Moondust, the fine ash-like sand that covers the Moon’s surface has been known to hamper activities on the moon but it may have positive benefits as well. Moondust may play an important role in creating the water, oxygen and fuel that is required for living on the moon. Microwaves, like the one you have in your kitchen, may become standard equipment for moon-dwellers.

The recent discovery of water molecules on the moon has inspired scientists and others to find ways to extract it. One such way is by using microwave energy. Edwin Ethridge of NASA’s Marshall Space Flight Center believes that heating moondust with microwave energy can cause the water molecules to vaporize. Then, using a cold trap, water vapor can be collected and condensed into liquid. Once purified, water extracted from the lunar surface could be used for a variety of purposes including drinking.

The best place to find water on the moon is near the poles. Average concentrations have been estimated to be more than four percent water over large areas in the Polar Regions. At only two percent concentration that translates to about five gallons of water in a cubic meter of moondust.

Extracting water from moondust can be done on the spot and requires no drilling or excavating. In addition, the water can be converted to other uses. Using electrolysis, the water molecules can be separated into oxygen and hydrogen. The oxygen can then be used for breathing and the hydrogen for fuel. Hydrogen is already in use here on Earth as an alternative to other gases such as liquid propane and natural gas. It is estimated that one ton of water and one ton of oxygen per year would be required for a manned outpost on the moon. Creating these resources on the moon would eliminate the need to transport them from Earth.

Moondust may have other important uses as well. Larry Taylor, professor of planetary sciences at the University of Tennessee, has a few ideas on how to create a solid material out of the moondust. He once put some moondust, brought back from an Apollo mission, into a microwave and found that it melts quickly.

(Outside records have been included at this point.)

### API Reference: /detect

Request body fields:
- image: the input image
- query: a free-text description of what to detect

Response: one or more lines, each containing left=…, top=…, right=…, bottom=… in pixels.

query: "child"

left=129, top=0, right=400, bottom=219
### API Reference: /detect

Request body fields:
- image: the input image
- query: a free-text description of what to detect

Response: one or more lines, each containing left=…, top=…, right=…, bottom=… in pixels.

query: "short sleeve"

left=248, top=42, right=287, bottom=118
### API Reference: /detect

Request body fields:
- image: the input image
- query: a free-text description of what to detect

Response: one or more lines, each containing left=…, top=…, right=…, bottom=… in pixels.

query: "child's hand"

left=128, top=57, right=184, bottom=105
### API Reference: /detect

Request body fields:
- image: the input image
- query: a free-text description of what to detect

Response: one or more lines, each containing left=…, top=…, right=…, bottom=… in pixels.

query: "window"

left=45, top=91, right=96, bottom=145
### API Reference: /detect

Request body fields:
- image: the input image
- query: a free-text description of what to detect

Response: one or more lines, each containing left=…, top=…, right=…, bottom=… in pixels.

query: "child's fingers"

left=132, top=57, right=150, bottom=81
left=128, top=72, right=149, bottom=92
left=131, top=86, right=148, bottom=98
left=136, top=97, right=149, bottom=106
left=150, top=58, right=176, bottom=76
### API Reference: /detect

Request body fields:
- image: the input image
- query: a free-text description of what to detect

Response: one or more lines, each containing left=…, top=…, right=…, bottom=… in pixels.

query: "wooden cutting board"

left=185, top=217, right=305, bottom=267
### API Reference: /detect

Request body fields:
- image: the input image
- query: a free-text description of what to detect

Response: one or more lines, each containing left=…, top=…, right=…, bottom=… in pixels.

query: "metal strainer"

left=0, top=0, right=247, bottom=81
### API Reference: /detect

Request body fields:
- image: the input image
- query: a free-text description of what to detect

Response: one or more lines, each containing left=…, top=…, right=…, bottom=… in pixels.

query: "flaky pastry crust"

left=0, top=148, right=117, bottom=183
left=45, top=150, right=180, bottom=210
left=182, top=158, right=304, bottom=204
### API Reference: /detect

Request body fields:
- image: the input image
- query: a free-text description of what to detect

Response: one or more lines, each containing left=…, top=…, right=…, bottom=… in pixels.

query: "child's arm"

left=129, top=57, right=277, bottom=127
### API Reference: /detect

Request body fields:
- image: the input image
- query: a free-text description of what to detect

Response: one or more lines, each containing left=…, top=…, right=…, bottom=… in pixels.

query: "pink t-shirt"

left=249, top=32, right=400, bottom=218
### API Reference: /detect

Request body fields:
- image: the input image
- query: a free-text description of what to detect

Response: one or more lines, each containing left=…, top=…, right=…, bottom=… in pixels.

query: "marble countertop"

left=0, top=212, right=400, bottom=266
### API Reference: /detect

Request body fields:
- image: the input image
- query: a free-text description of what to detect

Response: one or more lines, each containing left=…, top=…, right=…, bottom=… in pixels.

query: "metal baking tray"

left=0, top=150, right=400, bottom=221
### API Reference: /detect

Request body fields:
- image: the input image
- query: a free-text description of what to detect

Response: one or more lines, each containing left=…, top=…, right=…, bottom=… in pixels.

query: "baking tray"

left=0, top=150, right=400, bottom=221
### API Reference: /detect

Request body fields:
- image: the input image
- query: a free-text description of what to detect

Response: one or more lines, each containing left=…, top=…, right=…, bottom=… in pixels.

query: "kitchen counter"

Lunar dust contains miniscule particles of pure iron known as nanophase iron. Nanophase metals usually are many times harder than regular metals. The microwave energy causes iron particles to become a coherent mass by heating but without melting them. The resulting solid substance may have a variety of uses on the moon. Taylor imagines an astronaut driving a rover with a buggy attached to the rear. The buggy, fitted with magnetrons, (the tube in a microwave that creates heat), and having the right power and microwave frequency, could create a solid surface behind the vehicle as it moves. Though technical challenges remain, the idea of creating solid materials from moondust sounds very promising.

In the future, we may see many products created from substances found on the moon. Products such as fuel for heat and electricity, building materials, landing pads, roads, radiation shielding, hydrogen, oxygen, water and perhaps, someday, even cheese.